Limestone areas tend to have close interactions between surface water and groundwater, and surface water moves more easily downward and horizontally through the rock. Thus, if the surface water has any contamination from agricultural, chemical or natural sources, the groundwater may be more susceptible to contamination.

In fact, according to Penn State Extension water resources coordinator Bryan Swistock, in some parts of Pennsylvania, researchers have found nearly two-thirds of wells contain some form of coliform bacteria.
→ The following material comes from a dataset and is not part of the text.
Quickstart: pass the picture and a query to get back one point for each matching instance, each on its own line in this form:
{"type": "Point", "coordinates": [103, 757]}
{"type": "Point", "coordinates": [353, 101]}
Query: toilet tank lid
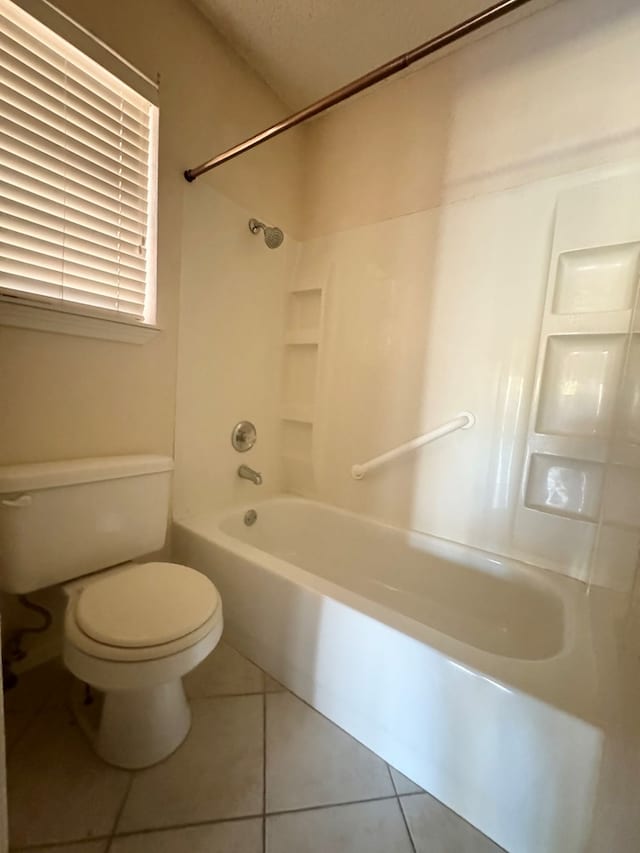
{"type": "Point", "coordinates": [47, 475]}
Clune said his team also sampled for volatile organic compounds (VOCs), found commonly in paints, chemical products and industrial work. Of more than 3,000 results, only two contained detections of VOCs in Clinton County.

Swistock addressed water treatment for well owners.

“It’s my job to tell you how to solve all these problems,” he said, eliciting laughter from the crowd.

Fifty-three percent of Pennsylvania private water systems have some treatment. The most common types are sediment filters and water softeners. However, only 20 percent of wells in the state have sanitary construction.

For the most sanitary well construction, Swistock recommended keeping a sanitary well cap, located 12 inches above ground on sloping ground with well casing extending to the bedrock and a grout seal, which can prevent bacteria from getting into the well casing.

Water can become contaminated with coliform bacteria, fecal bacteria or E. coli bacteria due to runoff, septic systems, animals, or poor well or spring constructions. The best way to treat water contaminated with this bacteria is shock chlorination, ultraviolet light or an ozonation system. Swistock cautioned that well owners must find the source of contamination before treating the water, otherwise the problem will persist.

Clune said that last summer’s study does not provide information to definitively identify where the well water contamination in parts of Clinton County was coming from

But this year, USGS is launching a follow-up study of Fishing Creek and its tributaries using synoptic sampling to identify potential sources of contamination.

Using a new instrument that measures nitrate instantaneously, researchers can track where the nitrogen is coming from in order to identify potential sources, such as chemicals, natural, agricultural or septic, for the county Conservation District to target.

Clune praised Clinton County for adding to helpful, informative groundwater quality research around the state. The county, he said, “generally has good quality groundwaters.”